Since it will be Father’s Day this coming Sunday, I thought I would write a bit about my dad. I’ve talked quite a lot about my mother, but little about my dad. Mostly because he is still with me, thank you God for that and I don’t think he’d exactly appreciate being talked about. But I think I will let you know a little about him.
As I’ve already told you, he is a retired Chief Petty Officer from the US Navy and a Vietnam veteran. He actually has, I think, three retirements under his belt. He also retired from the DOD, where he worked at writing contracts for the Navy, he had a specific title but I don’t remember it. He also retired from another company after the DOD retirement. In short, my dad worked his butt off to provide a good life for my mother and me. As a child, especially as a teenager (when I was more interested in myself than anything else), I didn’t appreciate the devotion he showed us by the way he worked. I just remember him being gone most of the time and very busy on the weekends doing the maintenance the house needed that he couldn’t do during the week.
Have we always gotten along? No. I describe my family unit as an Oreo cookie. My dad and I are the identical cookie ends with my mother having been the white frosting in the middle that held the two cookies together. She was the go-between. My dad and I were so similar that we just had difficulty getting along when I was growing up. He worked long hours and the last thing he wanted to deal with when he got home was the self-centered ideations of an ungrateful teenage daughter. And I don’t blame him one bit on that account! Did my dad know I had mental illness? Yes, academically speaking he did, but I don’t think he quite understood what it meant. My mother’s illness and subsequent death in my late twenties forced us to come to terms with each other. He realized really quickly after my mother’s death that there was something truly wrong with me; but, up until that point, I think he just thought I was maybe lazy, or useless, he was a retired Navy chief after all! I’m not sure because I have never asked him. But that is all in the past and really unimportant in the whole scheme of things.

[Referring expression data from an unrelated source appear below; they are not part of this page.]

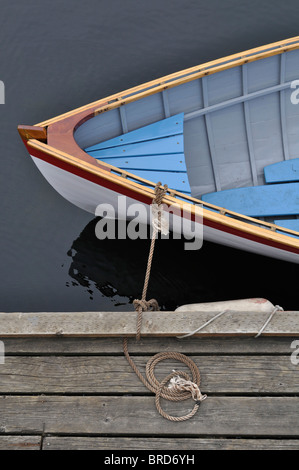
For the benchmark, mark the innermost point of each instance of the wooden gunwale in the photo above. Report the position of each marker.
(62, 145)
(200, 70)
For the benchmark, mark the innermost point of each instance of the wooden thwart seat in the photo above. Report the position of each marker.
(154, 152)
(282, 172)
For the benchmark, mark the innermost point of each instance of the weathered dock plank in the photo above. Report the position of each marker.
(131, 416)
(104, 346)
(20, 443)
(113, 375)
(160, 444)
(105, 324)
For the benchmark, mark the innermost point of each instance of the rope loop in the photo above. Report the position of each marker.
(181, 386)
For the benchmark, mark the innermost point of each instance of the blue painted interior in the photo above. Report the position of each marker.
(259, 201)
(292, 224)
(154, 152)
(287, 170)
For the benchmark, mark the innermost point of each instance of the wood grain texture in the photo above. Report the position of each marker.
(131, 416)
(80, 393)
(112, 375)
(151, 443)
(104, 324)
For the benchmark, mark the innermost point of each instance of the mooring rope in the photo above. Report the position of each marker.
(276, 309)
(181, 386)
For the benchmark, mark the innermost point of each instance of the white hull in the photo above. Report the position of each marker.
(88, 195)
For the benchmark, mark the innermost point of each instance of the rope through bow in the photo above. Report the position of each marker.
(181, 386)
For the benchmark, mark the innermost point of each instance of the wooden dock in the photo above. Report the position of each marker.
(65, 383)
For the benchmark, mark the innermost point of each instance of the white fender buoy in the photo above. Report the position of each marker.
(242, 305)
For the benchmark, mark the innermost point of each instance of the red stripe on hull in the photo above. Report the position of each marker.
(99, 180)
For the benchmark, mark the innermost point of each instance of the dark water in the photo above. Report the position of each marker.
(56, 56)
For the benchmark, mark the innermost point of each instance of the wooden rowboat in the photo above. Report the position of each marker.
(223, 134)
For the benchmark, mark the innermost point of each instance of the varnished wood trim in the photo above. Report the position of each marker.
(115, 324)
(246, 225)
(183, 76)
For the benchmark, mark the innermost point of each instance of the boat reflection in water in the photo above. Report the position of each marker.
(116, 268)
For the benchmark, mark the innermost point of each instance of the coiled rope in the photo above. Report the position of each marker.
(180, 385)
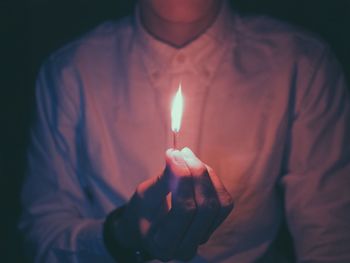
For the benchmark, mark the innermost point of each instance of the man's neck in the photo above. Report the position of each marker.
(177, 34)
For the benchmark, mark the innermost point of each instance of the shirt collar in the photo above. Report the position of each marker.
(200, 55)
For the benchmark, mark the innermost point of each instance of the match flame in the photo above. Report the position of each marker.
(176, 111)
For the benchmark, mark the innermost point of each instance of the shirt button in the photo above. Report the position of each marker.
(181, 58)
(206, 73)
(155, 75)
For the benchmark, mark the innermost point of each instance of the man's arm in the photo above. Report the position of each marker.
(57, 221)
(317, 180)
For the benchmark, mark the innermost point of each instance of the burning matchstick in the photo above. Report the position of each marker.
(176, 115)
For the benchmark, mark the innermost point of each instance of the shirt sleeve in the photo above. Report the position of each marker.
(317, 180)
(57, 220)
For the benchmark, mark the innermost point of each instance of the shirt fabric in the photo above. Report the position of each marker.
(266, 107)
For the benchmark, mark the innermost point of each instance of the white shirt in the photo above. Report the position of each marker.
(265, 106)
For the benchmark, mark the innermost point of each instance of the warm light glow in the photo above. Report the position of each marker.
(176, 111)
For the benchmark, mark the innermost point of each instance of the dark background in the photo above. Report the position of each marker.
(32, 29)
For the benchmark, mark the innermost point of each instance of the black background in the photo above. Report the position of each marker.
(32, 29)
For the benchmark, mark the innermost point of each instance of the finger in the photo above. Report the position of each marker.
(153, 191)
(208, 206)
(168, 234)
(225, 201)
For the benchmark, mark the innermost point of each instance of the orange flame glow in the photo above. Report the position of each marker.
(176, 111)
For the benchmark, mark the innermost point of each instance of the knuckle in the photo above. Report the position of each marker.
(211, 204)
(186, 255)
(188, 206)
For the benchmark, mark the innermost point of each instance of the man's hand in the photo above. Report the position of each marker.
(169, 216)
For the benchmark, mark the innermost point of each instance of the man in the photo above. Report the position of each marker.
(266, 110)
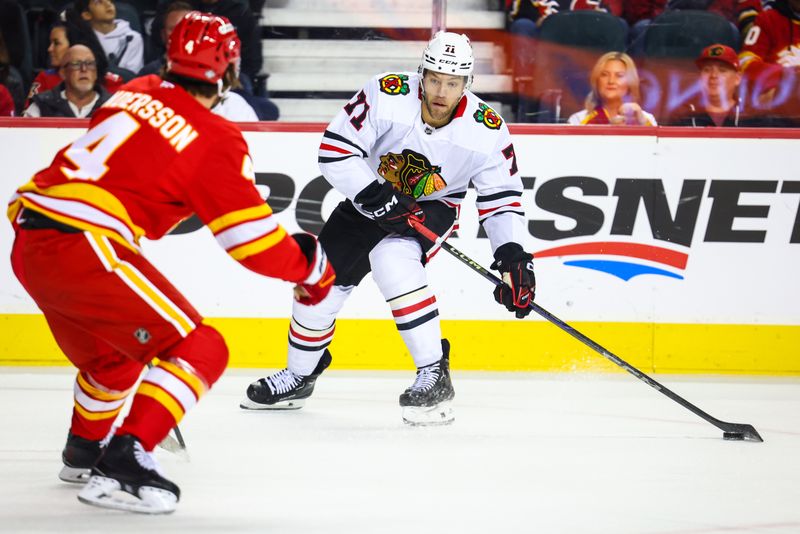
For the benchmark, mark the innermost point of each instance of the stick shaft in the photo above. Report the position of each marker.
(475, 266)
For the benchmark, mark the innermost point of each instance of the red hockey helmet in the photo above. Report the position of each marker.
(202, 46)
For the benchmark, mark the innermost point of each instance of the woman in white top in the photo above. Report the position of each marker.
(614, 98)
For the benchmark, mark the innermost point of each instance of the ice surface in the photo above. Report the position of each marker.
(527, 453)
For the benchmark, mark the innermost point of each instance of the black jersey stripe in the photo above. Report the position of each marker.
(323, 159)
(500, 211)
(501, 194)
(329, 134)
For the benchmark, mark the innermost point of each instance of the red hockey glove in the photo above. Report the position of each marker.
(390, 208)
(519, 287)
(321, 276)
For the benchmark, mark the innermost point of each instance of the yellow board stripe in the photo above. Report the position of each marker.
(675, 348)
(259, 245)
(98, 393)
(96, 416)
(191, 380)
(239, 216)
(126, 270)
(163, 398)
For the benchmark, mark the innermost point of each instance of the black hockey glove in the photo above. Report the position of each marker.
(390, 208)
(320, 277)
(519, 287)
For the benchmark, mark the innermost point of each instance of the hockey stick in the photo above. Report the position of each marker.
(731, 431)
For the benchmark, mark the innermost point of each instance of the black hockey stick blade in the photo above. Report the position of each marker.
(731, 431)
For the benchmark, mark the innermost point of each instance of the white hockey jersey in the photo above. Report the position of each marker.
(380, 135)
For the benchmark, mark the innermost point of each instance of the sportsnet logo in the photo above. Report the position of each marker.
(394, 84)
(651, 259)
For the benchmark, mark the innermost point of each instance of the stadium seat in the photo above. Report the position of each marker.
(594, 30)
(14, 27)
(684, 34)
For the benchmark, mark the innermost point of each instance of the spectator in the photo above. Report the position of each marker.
(78, 95)
(525, 18)
(243, 20)
(538, 10)
(748, 10)
(614, 98)
(771, 50)
(122, 45)
(640, 13)
(7, 108)
(11, 86)
(720, 78)
(60, 41)
(168, 19)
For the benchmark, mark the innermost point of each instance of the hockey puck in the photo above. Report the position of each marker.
(735, 436)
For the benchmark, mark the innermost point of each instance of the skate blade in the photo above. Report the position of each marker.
(441, 414)
(75, 475)
(172, 445)
(292, 404)
(106, 492)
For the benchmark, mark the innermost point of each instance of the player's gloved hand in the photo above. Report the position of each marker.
(320, 278)
(519, 287)
(390, 208)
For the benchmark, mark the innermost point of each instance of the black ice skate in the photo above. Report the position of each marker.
(284, 390)
(79, 456)
(128, 478)
(428, 400)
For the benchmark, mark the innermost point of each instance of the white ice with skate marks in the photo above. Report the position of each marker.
(527, 453)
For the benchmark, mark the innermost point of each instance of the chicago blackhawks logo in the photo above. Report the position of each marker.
(411, 173)
(394, 84)
(488, 117)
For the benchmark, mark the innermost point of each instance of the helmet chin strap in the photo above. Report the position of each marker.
(222, 90)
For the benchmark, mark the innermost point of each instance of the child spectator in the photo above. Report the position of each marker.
(719, 80)
(614, 98)
(122, 45)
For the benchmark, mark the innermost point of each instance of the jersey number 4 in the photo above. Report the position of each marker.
(361, 100)
(90, 152)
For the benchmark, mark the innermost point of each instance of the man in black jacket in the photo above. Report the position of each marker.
(78, 95)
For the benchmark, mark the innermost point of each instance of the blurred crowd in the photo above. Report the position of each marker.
(65, 59)
(684, 62)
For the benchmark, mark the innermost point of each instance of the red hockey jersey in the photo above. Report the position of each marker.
(152, 157)
(772, 43)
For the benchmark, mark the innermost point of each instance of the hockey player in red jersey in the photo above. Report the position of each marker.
(153, 155)
(407, 146)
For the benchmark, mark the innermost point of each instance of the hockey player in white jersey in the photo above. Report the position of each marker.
(406, 147)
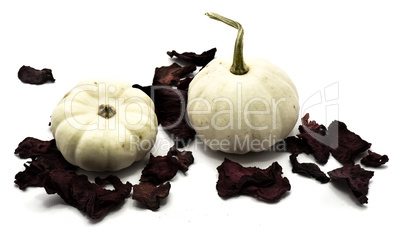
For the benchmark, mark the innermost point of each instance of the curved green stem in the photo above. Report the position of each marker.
(238, 65)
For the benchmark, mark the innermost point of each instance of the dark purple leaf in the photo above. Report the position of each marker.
(171, 75)
(266, 184)
(31, 147)
(30, 75)
(185, 158)
(79, 192)
(159, 169)
(41, 164)
(149, 194)
(345, 145)
(374, 160)
(196, 59)
(308, 169)
(357, 179)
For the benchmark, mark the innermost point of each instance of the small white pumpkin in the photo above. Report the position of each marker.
(238, 108)
(104, 125)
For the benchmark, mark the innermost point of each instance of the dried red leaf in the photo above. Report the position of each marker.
(267, 184)
(171, 75)
(41, 164)
(357, 179)
(159, 169)
(345, 145)
(30, 75)
(185, 158)
(297, 145)
(184, 83)
(374, 160)
(197, 59)
(171, 110)
(319, 146)
(308, 169)
(149, 194)
(316, 137)
(31, 147)
(79, 192)
(311, 126)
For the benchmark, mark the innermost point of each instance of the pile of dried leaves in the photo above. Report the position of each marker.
(49, 169)
(344, 145)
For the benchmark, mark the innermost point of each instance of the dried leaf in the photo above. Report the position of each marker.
(266, 184)
(30, 75)
(357, 179)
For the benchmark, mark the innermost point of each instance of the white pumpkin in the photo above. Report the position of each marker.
(104, 125)
(239, 108)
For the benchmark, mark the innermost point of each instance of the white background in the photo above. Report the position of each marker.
(344, 57)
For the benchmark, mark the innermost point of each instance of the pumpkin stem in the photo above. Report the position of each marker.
(238, 66)
(106, 111)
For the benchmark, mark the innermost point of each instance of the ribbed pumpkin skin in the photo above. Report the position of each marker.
(242, 113)
(95, 143)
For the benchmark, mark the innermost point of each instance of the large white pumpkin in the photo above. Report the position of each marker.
(238, 108)
(104, 125)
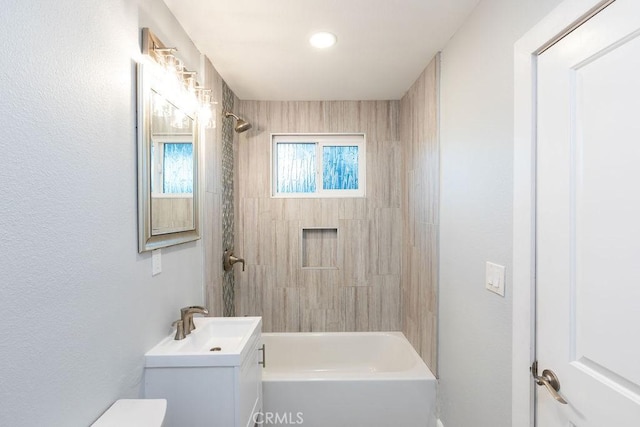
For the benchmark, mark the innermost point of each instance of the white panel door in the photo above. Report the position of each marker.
(588, 222)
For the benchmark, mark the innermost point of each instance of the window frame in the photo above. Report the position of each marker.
(321, 140)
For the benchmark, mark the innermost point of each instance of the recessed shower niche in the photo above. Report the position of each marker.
(320, 248)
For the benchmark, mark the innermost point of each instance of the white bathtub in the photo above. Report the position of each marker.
(346, 379)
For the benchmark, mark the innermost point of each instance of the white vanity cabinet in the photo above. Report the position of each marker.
(216, 392)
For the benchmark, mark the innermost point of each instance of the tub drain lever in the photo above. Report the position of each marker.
(264, 356)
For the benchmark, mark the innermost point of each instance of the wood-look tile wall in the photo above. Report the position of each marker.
(420, 189)
(363, 293)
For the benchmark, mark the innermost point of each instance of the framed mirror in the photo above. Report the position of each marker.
(167, 159)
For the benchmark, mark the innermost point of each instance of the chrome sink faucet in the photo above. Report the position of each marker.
(186, 315)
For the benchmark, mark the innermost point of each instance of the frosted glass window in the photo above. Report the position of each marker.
(177, 177)
(340, 167)
(296, 168)
(318, 165)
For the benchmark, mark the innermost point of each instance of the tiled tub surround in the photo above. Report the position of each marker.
(347, 379)
(386, 268)
(420, 207)
(363, 292)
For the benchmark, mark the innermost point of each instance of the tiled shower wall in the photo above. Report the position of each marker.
(217, 229)
(420, 189)
(363, 293)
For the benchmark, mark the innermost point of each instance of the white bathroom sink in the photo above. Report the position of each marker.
(216, 341)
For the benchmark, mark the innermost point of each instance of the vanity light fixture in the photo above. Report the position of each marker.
(323, 40)
(177, 78)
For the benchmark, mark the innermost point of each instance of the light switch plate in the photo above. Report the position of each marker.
(156, 262)
(494, 278)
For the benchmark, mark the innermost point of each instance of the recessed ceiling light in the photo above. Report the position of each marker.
(323, 40)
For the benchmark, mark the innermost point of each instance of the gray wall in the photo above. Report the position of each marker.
(364, 293)
(79, 304)
(476, 203)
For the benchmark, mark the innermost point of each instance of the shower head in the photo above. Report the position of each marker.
(241, 125)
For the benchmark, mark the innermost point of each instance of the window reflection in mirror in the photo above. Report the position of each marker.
(172, 172)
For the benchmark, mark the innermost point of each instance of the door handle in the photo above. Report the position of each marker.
(550, 380)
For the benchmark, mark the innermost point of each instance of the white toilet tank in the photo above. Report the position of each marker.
(134, 413)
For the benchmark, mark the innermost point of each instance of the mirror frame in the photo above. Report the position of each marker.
(146, 83)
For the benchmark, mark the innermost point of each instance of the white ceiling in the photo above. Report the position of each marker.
(261, 48)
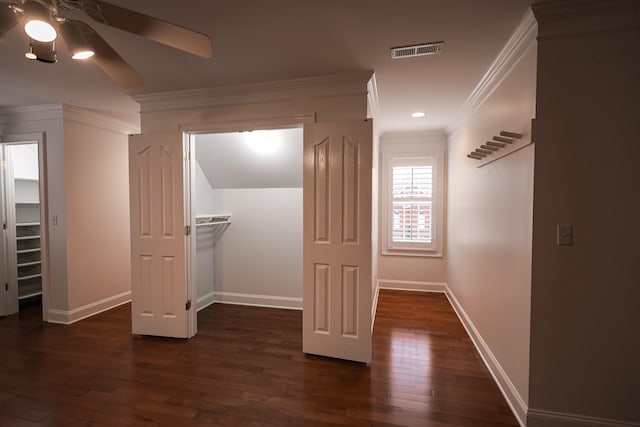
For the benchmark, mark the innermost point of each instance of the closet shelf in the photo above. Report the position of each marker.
(28, 237)
(217, 224)
(28, 251)
(31, 295)
(209, 220)
(26, 264)
(32, 276)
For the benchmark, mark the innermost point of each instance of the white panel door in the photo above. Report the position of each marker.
(4, 241)
(337, 240)
(158, 285)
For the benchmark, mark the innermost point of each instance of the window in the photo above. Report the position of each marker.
(412, 199)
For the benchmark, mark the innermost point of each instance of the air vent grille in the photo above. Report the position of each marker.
(418, 50)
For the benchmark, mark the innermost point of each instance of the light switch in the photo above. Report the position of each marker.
(564, 235)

The point of this post is to talk about the man himself. Today, he is very important to me and we are rather close. I know I can always count on him to bail me out, even now when I am in my forties and should be beyond the need of being bailed out. I can go to him for spiritual counsel and advice about life in general. My dad has seen it all and lived through it, so he is a fountain of wisdom that I rely on quite a bit actually. He’s the first person I think of, after my husband, to call and tell him my plans or any news developing in my little world. After the death of my mother, I learned how precious parents are to have and I do my very best to not take it for granted that I still have him. He lives about three hours away with my step-mom. I do my best to go see him as often as I can, and I plan on doing it more often because he is getting up in years and I know time is not on our side. I live with regrets regarding both my mother and grandmother; I don’t want to have them about him as well.
In short, I just want to say Happy Father’s Day to all the fathers out there, especially mine. He is both my friend and hero. I have quite a lot of respect for my dad, especially now that I am, or at least hope I am, beyond the selfish ideations and can truly appreciate the sacrifices that man made for family and country. I love you Dad and I hope you are with me for many years to come. And everyone do me a big favor, tell your dad, whether he’s with you or not, that you love him this Father’s Day, in some way – he deserves it!